I was having lunch at a restaurant this week and on the background music was playing. The Comodores en Lionel Ritchie. I didnt really take noticed  it but it was there.

When I got home there was 'something' lingering but had no words to describe this 'state' I  was expierencing and couldnt find the  words for it. I search for this particular song by the Comodores and the moment I heard the piano and the soothing voice of Lionel Richie I  started crying.
OMG I  didnt had a clue, this song is  so deeply ingrained in me.
I grew up with this song and later when LR became a solo artist his voice is among others the soundtrack of a part of my life. The part of my life where I was dating for the first time with the first boyfriend, dating holding hands and this music is absolutly a big part of it, the music activate systems and ideas inside of me of how I perceived love. Not even love for someone, but love in general as something which is out there to find to grasp, to reach.
Someday I will be on that lovely place where I wil find real love and this music activates all these desires in me.
That something is not even clear, but the feeling that I had to look for it was activated within the firts love relationship and the music 'spiced' it up even more.

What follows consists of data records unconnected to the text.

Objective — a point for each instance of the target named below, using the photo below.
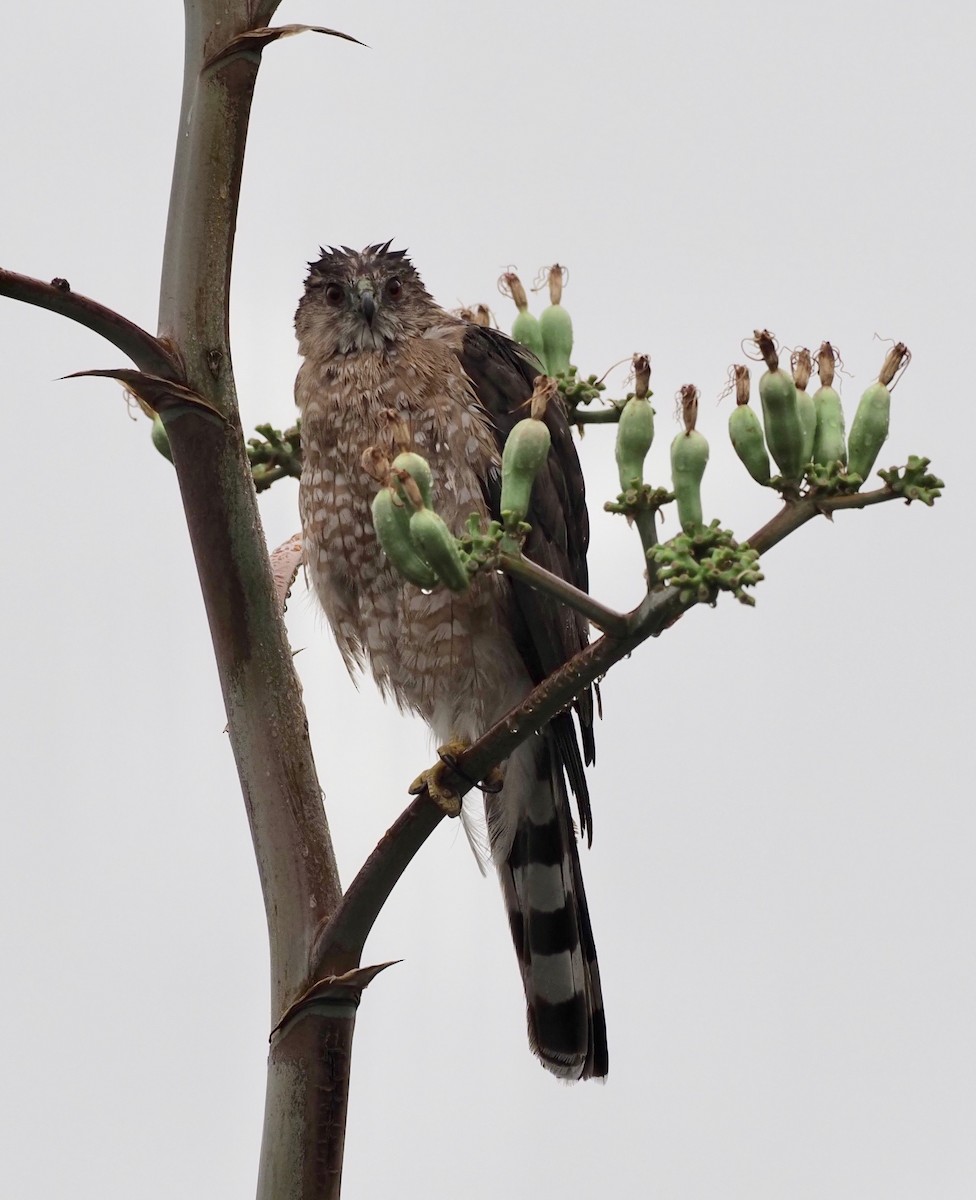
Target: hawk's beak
(367, 306)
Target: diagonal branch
(149, 353)
(340, 945)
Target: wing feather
(548, 634)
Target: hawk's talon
(436, 778)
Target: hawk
(385, 366)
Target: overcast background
(782, 880)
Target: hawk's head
(361, 300)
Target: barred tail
(534, 849)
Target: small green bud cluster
(914, 481)
(704, 563)
(413, 537)
(417, 540)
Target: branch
(795, 514)
(150, 354)
(341, 942)
(538, 577)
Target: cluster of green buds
(804, 433)
(415, 539)
(550, 335)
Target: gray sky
(782, 881)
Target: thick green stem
(265, 718)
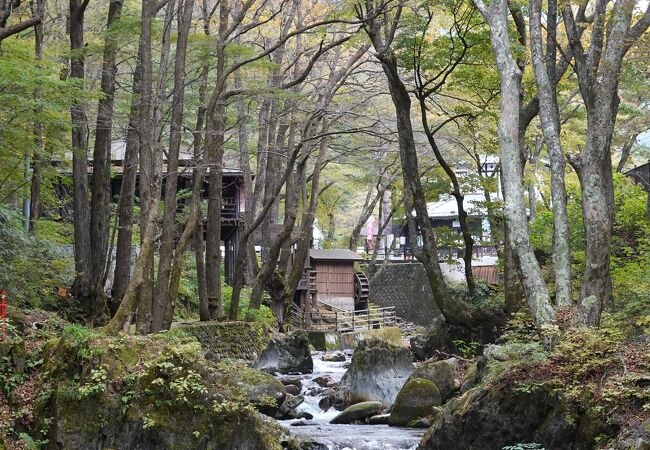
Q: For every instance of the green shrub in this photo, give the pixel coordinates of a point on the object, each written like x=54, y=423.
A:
x=32, y=268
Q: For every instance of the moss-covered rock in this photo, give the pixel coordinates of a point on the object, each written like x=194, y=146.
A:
x=234, y=340
x=415, y=400
x=261, y=389
x=154, y=392
x=287, y=354
x=491, y=417
x=441, y=373
x=377, y=372
x=360, y=411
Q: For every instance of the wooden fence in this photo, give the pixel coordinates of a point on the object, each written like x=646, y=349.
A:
x=341, y=320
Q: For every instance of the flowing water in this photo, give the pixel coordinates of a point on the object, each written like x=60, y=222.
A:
x=344, y=437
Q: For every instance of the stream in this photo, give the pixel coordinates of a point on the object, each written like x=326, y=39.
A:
x=344, y=437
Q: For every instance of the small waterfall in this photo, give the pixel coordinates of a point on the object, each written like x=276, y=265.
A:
x=343, y=437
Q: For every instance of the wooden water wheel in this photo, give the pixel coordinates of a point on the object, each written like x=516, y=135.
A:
x=361, y=291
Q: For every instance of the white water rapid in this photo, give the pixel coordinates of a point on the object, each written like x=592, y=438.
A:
x=344, y=437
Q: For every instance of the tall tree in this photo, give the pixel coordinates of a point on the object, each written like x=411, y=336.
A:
x=6, y=8
x=549, y=114
x=381, y=28
x=83, y=252
x=598, y=68
x=101, y=188
x=496, y=15
x=165, y=295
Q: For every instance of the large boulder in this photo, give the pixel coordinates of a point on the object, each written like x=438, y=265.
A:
x=145, y=393
x=286, y=354
x=263, y=390
x=441, y=373
x=443, y=336
x=415, y=400
x=360, y=411
x=635, y=436
x=493, y=417
x=377, y=372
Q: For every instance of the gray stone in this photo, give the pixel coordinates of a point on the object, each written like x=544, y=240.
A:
x=356, y=412
x=290, y=403
x=291, y=379
x=333, y=357
x=377, y=372
x=323, y=381
x=441, y=373
x=287, y=354
x=509, y=352
x=415, y=400
x=379, y=419
x=262, y=387
x=292, y=389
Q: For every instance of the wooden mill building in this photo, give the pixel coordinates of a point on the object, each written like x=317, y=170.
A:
x=331, y=278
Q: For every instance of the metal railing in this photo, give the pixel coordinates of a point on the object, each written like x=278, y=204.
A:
x=343, y=321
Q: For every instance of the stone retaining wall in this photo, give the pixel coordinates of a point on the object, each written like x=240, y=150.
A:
x=406, y=287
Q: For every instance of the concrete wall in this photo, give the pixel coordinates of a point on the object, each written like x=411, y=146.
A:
x=406, y=287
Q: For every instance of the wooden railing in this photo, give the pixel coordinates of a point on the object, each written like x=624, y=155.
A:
x=342, y=321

How weird that when ever I hear this song, this is triggered inside of me. Conscious or unconcounscious. Its there.





1 opmerking:

Anoniem zei

Hi Jozien! Cool you're making blog as well, I know what you mean about music. I had deeply ingrained music system as well... Really. It is tough to get it all out and I even got explanation of how certain specific systems activate with certain sound and words (songs) yep. I also defined myself as rejoicing in melancholy. Imagine.
Bit by bit we go disentangling all this stuff. All that lasts is who I am.